Problem
Terraform Enterprise Active/Active secondary nodes fail to start with error: local node not active but active cluster node not found
Prerequisites
- Terraform Enterprise Active/Active deployment
Cause
- Time drift between nodes causes a startup failure as Vault is unable to create a new token and fails to discover other nodes in the cluster. Please check the Docker container logs:
# v202308-1 or older
docker logs tfe-vault
# v202309-1 or newer. NOTE: container name might differ from example
docker exec -it terraform-enterprise-tfe-1 more /var/log/terraform-enterprise/vault.log
# Error message
+ Retrying to create vault token
Error creating token: Error making API request.

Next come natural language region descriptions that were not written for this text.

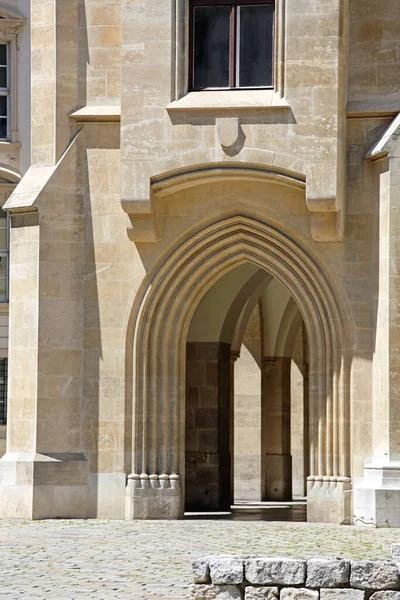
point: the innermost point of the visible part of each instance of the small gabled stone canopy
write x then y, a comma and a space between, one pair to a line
388, 143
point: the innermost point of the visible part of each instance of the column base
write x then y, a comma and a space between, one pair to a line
377, 496
329, 500
38, 486
153, 497
277, 477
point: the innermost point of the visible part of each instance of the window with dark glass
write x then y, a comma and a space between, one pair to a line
4, 91
232, 44
3, 390
4, 255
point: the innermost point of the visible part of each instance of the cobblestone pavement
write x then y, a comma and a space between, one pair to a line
152, 560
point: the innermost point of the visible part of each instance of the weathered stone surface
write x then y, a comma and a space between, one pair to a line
215, 592
341, 594
378, 575
388, 595
261, 593
299, 594
327, 573
275, 571
396, 552
226, 571
201, 570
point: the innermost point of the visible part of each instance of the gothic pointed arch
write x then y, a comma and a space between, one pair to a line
163, 319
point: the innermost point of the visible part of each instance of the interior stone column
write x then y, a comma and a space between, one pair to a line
208, 426
277, 461
247, 428
299, 392
44, 472
377, 495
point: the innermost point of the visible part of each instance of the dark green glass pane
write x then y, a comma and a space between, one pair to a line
3, 106
3, 239
3, 77
3, 290
256, 40
3, 266
3, 54
211, 46
3, 128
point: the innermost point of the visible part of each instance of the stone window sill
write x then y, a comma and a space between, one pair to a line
229, 100
7, 146
97, 114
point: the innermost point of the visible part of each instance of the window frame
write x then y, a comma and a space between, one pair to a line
7, 90
234, 4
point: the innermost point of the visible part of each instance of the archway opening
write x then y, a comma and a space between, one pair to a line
164, 322
246, 396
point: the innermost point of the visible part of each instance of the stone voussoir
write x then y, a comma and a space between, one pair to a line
215, 592
327, 573
261, 593
276, 571
374, 575
226, 571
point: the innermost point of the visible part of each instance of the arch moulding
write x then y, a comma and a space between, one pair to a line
162, 318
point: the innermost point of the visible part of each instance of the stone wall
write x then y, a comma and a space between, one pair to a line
255, 578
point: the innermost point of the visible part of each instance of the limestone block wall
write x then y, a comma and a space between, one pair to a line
208, 460
255, 578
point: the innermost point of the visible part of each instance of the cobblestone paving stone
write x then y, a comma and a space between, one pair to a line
68, 560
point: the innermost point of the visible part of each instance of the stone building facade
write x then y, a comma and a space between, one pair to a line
204, 303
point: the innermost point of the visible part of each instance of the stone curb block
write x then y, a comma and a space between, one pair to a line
396, 552
341, 594
276, 571
226, 571
374, 574
299, 594
201, 570
261, 593
327, 573
215, 592
389, 595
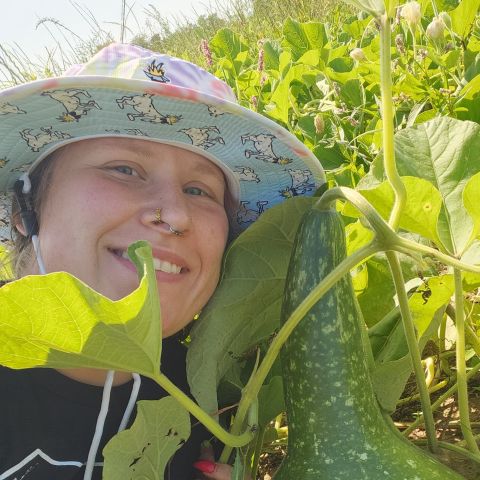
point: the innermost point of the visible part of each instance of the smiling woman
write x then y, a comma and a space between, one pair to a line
131, 146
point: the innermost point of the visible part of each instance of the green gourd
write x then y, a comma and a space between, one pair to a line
336, 430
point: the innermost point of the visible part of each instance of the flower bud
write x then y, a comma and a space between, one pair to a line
400, 44
319, 123
435, 29
358, 55
445, 17
205, 49
412, 13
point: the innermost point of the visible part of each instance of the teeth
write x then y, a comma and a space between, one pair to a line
161, 265
165, 266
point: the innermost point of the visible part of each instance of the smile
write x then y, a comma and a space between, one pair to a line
158, 264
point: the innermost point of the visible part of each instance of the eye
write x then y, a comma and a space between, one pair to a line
196, 191
125, 170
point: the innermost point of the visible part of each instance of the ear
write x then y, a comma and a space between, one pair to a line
20, 228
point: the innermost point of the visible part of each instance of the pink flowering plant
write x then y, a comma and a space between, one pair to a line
396, 125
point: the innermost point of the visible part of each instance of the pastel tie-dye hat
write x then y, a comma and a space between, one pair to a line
128, 91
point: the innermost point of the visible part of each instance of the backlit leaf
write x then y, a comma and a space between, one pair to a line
443, 151
143, 451
56, 320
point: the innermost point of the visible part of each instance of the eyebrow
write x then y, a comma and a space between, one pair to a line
209, 168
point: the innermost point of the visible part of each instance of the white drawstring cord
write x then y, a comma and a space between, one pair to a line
26, 188
131, 402
107, 388
102, 415
38, 255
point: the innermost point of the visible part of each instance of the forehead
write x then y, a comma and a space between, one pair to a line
138, 149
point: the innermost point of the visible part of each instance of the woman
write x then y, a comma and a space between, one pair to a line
131, 145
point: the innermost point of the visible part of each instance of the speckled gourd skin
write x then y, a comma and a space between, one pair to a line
336, 429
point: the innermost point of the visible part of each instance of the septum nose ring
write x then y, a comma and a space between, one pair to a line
158, 220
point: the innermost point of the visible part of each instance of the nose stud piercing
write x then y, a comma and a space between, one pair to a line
158, 220
158, 216
179, 233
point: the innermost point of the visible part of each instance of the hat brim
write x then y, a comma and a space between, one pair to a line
263, 163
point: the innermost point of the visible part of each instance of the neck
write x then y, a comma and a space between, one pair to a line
94, 376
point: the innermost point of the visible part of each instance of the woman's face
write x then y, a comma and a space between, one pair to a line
104, 194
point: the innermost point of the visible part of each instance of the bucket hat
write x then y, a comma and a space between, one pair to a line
131, 92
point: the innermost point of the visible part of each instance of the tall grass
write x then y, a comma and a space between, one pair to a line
180, 36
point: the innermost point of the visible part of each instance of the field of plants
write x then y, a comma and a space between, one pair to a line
387, 96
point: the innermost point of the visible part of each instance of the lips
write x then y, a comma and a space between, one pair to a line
160, 265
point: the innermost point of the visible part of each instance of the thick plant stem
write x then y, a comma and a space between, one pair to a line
408, 247
388, 126
412, 343
251, 390
462, 393
439, 401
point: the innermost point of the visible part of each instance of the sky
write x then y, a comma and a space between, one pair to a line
19, 18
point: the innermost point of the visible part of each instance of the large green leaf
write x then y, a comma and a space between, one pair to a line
282, 99
302, 37
421, 211
443, 151
393, 363
143, 451
245, 308
56, 320
472, 204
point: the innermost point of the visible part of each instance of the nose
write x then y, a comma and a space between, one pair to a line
170, 215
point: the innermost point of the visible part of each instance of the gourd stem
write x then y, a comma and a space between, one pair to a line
453, 448
407, 246
387, 121
412, 343
201, 415
440, 400
414, 398
257, 452
384, 233
251, 390
462, 394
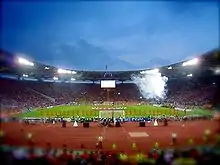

URL: POST http://tfe-vault:8200/v1/auth/token/create
Code: 500. Errors:
* local node not active but active cluster node not found
- Check the output of the
vault status
command:# v202308-1 or older
docker exec -it tfe-vault vault status
# v202309-1 or newer. NOTE: container name might differ from example
docker exec -it terraform-enterprise bash -c 'VAULT_ADDR=http://127.0.0.1:8200 vault status'
# outputKey Value --- ----- Seal Type shamir Initialized true Sealed false Total Shares 1 Threshold 1 Version 1.12.3 Build Date 2023-02-02T09:07:27Z Storage Type postgresql Cluster Name vault-cluster-aa3acd6e Cluster ID 16e7772d-8e76-e9d0-4f1c-db1398b86d22 HA Enabled true HA Cluster n/a HA Mode standby Active Node Address <none>
- Check output of the
date
command on all nodes to confirm if time drift has occurred.
Solution
- Fix the time drift. The instructions will be specific to your operating system, but most will have an implementation of the Network Time Protocol (NTP) that will allow you to synchronize your system's clocks.
- Perform a connectivity test between Vault cluster nodes on port 8201 to ensure proper communication:
# From an Unhealthy node
nc -vz $PRIVATE_IP_OF_HEALTHY_NODE 8201
# From an Unhealthy node use netcat to listen on port 8201
nc -l $PRIVATE_IP_OF_UNHEALTHY_NODE 8201
# From the remaining nodes run
nc -vz $PRIVATE_IP_OF_UNHEALTHY_NODE 8201
# Expected output
Connection to $PRIVATE_IP 8201 port [tcp/*] succeeded! - Stop the Terraform Enterprise application on all nodes and perform a reboot. Begin with the healthy node first. Where the Terraform Enterprise application starts successfully.
# For Replicated deployments
# Healthy node
tfe-admin node-drain
replicatedctl app stop
# Unhealthy node(s)
replicatedctl app stop -f
# For Flexible Deployment Options
# Docker
docker compose down /path/to/docker-compose.yaml
# Podman
podman kube down /path/to/podman_kube.yaml -
Start the Terraform Enterprise app. Begin with the healthy node and check the output of the
date
command to confirm time is in-sync across the nodes. - Continue with the startup process for the remaining nodes.
# For Replicated deployments
replicatedctl app start
# For Flexible Deployment Options
# Docker
docker compose up --detach /path/to/docker-compose.yaml
# Podman
podman play kube /path/to/podman_kube.yaml
Outcome
The Terraform Enterprise application starts successfully on all Active/Active nodes.